Urge uma discussão mais madura, mais honesta e que leve em conta a realidade nacional sobre como melhorar a política de drogas vigente, debates que, muito além do indivíduo, mirem a sociedade. Da mesma forma, é necessário um estudo aprofundado sobre a ética coletiva a ser adotada por aqui. É indispensável se tomar uma decisão de consenso, sem reinventar a roda, pois somente um conjunto dos atores pode modificar o cenário.

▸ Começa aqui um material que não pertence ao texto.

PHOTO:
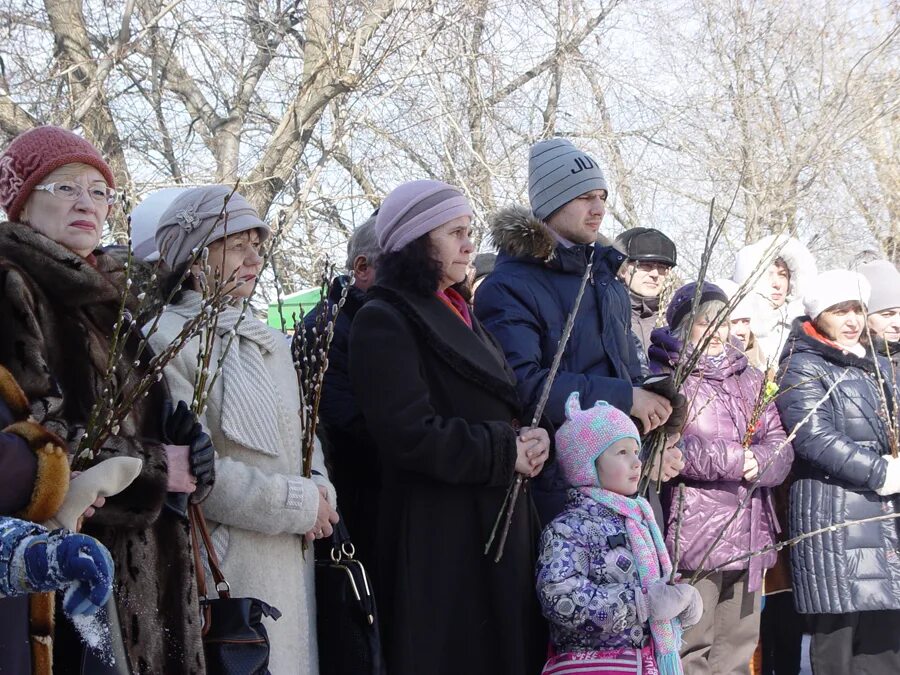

O que a sociedade brasileira quer? Continuar míope para determinadas questões e cega para outras?! Não! O povo brasileiro quer as coisas no devido lugar. Chega de mentiras, de cabresto da indústria das drogas lícitas ou ilícitas. Não queremos ser um “tubo de ensaio” de nenhum governo, nem de nenhuma instituição isolada e autoritária; queremos um estado de direito onde principalmente o direito das crianças e dos adolescentes de NÃO usar drogas esteja assegurado.
Cinco princípios de uma política sobre drogas, humana, integral, para todos
1º – O direito humano é o capítulo mais importante da política, pois os cidadãos, em especial as crianças, têm o direito de viver num ambiente seguro, que desenvolva medidas de redução da demanda e controle da oferta de drogas, tanto em sua família quanto em sua comunidade.
2º – A redução do consumo de drogas deve estar no núcleo dessa política, visto que a melhor forma de reduzir os danos causados pelas drogas é reduzir o consumo.
3º – A prevenção é a parte mais efetiva da política. Muitos esforços devem ser direcionados para aplicar suas medidas.
4º – Uma boa política assistencial deve reconhecer que a dependência é uma doença crônica que se desenvolve no cérebro e que deve ser prevenida e tratada por meio de boas práticas.
5º – O Brasil é o único país do mundo que faz fronteira com todos os produtores de cocaína e, agora, com mais produtores de maconha. Medidas ajustadas para o controle da oferta devem ser ampliadas.
PUBLICADO EM 30 DE JANEIRO DE 2017 .
Fonte. ABP Associação Brasileira de Psiquiatria.